The pothi format was retained for religious texts even after the introduction of paper to India in the thirteenth century. In the paper folio from an illustrated Jain Kalpasutra, the stringhole is replaced by a decorative emblem. The Sanskrit ritual text from the White Yajurveda was meant for recitation: the notations in red ink are Vedic pitch accents.
Also on display are two rare Tibetan Buddhist manuscripts. The black paper is created by applying a lacquer made of animal brains, powdered soot, and cooked hide glue, which is then burnished to create a lustrous surface.
Mughal manuscripts are famous for their lavish illustrations and illumination. Two exquisite eighteenth-century codices shown here are the Razm-nama (Book of War), a Persian translation of the Mahabharata, and an Indo-Persian Faras-nama, or treatise on horses.
The more recent Pashto manuscript combines plain calligraphy with surprisingly fine illustrations emulating Persian Safavid style. The illustrations appear to be a later addition and bear no relation to the text, a commentary on an Arabic logic text.

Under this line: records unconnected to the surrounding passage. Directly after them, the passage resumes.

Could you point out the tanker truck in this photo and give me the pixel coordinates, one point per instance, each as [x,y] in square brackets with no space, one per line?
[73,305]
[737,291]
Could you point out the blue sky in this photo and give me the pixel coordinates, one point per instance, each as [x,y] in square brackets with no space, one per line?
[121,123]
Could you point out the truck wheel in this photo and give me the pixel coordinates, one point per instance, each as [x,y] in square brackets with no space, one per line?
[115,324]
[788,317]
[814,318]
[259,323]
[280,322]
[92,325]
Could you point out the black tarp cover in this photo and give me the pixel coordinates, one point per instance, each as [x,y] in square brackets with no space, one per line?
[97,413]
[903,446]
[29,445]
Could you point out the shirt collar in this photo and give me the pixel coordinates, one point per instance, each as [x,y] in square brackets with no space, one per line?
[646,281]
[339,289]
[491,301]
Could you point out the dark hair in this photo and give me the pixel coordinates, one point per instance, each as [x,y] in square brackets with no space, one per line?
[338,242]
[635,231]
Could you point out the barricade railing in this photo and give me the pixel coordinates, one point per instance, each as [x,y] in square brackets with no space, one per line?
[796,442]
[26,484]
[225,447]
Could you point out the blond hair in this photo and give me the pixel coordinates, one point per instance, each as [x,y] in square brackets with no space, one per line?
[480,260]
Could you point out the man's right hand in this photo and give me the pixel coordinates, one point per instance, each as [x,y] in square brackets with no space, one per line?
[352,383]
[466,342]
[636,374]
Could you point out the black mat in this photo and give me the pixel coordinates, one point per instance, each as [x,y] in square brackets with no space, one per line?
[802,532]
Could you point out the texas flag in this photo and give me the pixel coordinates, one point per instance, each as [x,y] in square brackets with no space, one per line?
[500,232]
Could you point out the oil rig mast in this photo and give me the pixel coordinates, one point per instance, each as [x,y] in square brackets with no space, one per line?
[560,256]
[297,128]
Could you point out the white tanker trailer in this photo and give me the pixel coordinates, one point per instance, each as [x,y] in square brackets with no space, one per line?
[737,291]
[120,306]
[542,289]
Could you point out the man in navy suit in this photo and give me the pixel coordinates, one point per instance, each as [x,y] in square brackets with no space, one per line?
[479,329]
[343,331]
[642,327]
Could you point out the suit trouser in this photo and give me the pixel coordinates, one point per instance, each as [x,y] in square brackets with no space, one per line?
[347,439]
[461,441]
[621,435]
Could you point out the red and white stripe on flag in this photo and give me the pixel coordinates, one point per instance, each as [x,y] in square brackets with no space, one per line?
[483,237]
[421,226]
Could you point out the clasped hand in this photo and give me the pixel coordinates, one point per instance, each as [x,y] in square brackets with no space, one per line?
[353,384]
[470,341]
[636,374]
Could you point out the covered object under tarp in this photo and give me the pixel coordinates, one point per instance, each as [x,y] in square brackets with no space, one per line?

Ink opaque watercolor and gold on paper
Persian [mid-18th c.]
Codex Manuscript Collection
A translation of the Sanskrit Mahabharata

Buddhaghosa (5th c.)
Palm leaf manuscript, embossed cover with glass inlay
Burma, [1888]
Regenstein Library, General Collections
Pali in Burmese script
This is a text of Buddhist monastic law. The bookmark (gabi-dan) attached to the embossed cover states that the manuscript was a donation by one Ko Po and his wife.